Personal information
- Full name: Steven Božinovski
- Date of birth: 16 June 1981 (age 45)
- Place of birth: Sydney, Australia
- Height: 1.82 m (5 ft 11+1⁄2 in)
- Position: Right back

Senior career*
- Years: Team / Apps / (Gls)
- 1998: Bankstown City Lions / 2 / (0)
- 1999: Rockdale City Suns
- 1999–2000: Sydney United / 18 / (0)
- 2000–2001: Rockdale City Suns / 11 / (1)
- 2001–2003: Marconi Stallions / 43 / (0)
- 2002–2004: Rockdale City Suns / 17 / (0)
- 2004: Radnički Niš / 14 / (0)
- 2005: K.V. Oostende / 16 / (0)
- 2005–2006: A.P.I.A. Leichhardt Tigers
- 2006–2007: Sydney FC / 1 / (0)
- 2007–2009: Bonnyrigg White Eagles / 45 / (6)
- 2010: Rockdale City Suns / 19 / (0)
- 2011: Bankstown City Lions

Managerial career
- Sydney Olympic (Assistant)

= Steven Bozinovski =

Australian soccer player

Steven Božinovski (born 16 June 1981) is a former professional Australian soccer player.

==Early life==
Božinovski was born in Sydney, Australia, to parents of Macedonian descent. He developed his football foundations within Sydney’s strong ethnic-club football system, progressing through local youth competitions before entering senior football in his teenage years.

==Club career==

===Early career in Australia===
Božinovski began his senior career with Bankstown City Lions in 1998. He later represented Rockdale City Suns and Sydney United, establishing himself as a reliable right back known for his defensive discipline and work rate.
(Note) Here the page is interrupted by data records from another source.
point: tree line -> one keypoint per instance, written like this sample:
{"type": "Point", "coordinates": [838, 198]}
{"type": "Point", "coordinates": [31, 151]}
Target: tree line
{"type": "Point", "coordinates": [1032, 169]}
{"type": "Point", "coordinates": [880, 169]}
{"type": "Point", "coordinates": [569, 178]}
In 2002, he played a key role in Rockdale City Suns’ successful campaign that culminated in winning the NSW Second Division championship.

===European career===
In 2004, Božinovski moved to Europe, signing with FK Radnički Niš in the First League of Serbia and Montenegro. Later that year, he joined Belgian club K.V. Oostende in the Jupiler League, gaining experience in a fully professional European environment.

===Return to Australia===
After returning to Australia, Božinovski played for several prominent clubs in New South Wales, including Marconi Stallions, A.P.I.A. Leichhardt Tigers, Bonnyrigg White Eagles, and multiple spells with Rockdale City Suns and Bankstown City Lions.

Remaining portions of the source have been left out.